If a checkbook was lost or stolen, contact your bank to have accounts frozen. Bank officials can review recent transactions to confirm validity. To fully eliminate future issues, close your current account and open a new one.
Visit online to replace a lost Colorado drivers license or ID card. The process includes visiting the nearest Division of Motor Vehicles location. Visit online to schedule an appointment at a local drivers license office. If out of state, mail a completed DR 2989 form to Colorado Department of Revenue/ Division of Motor Vehicles P.O. Box 173345 Denver, CO 80217-3345.
Social security cards can be one of the most terrifying to lose. To replace it visit the U.S. Social Security website. Cards can be replaced if lost or stolen, however, the site requires another form of ID, which can include a drivers license.
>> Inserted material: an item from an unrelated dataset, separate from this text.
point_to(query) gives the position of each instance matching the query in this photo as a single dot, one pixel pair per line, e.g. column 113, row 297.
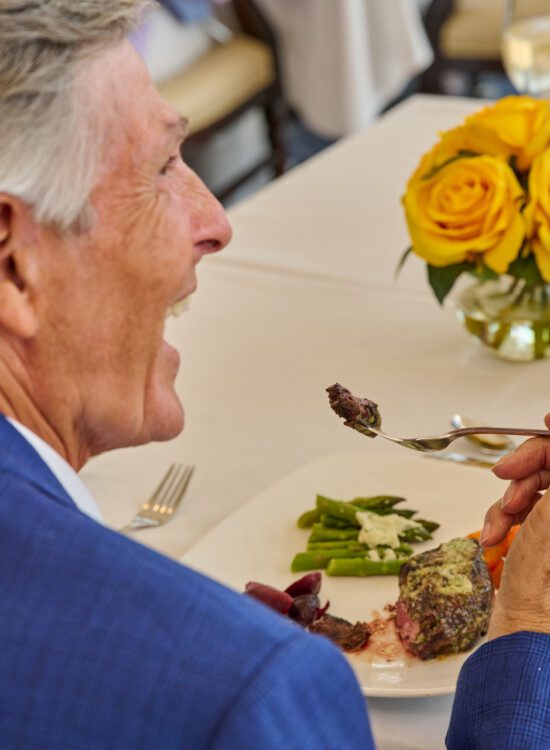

Protecting your identity is a big concern after vital information is lost. One way to prevent that is to file a police report with your local agency. The Federal Trade Commission has created a notarized affidavit certifying an individual was victimized by fraudulent use of personal data. A police report needs to be filed prior to filling out the affidavit.
Additional steps include establishing fraud alerts with national credit bureaus Experian, Equifax or TransUnion. Contact one of these agencies and they are required to contact the remaining groups to have fraud alerts added to your credit report.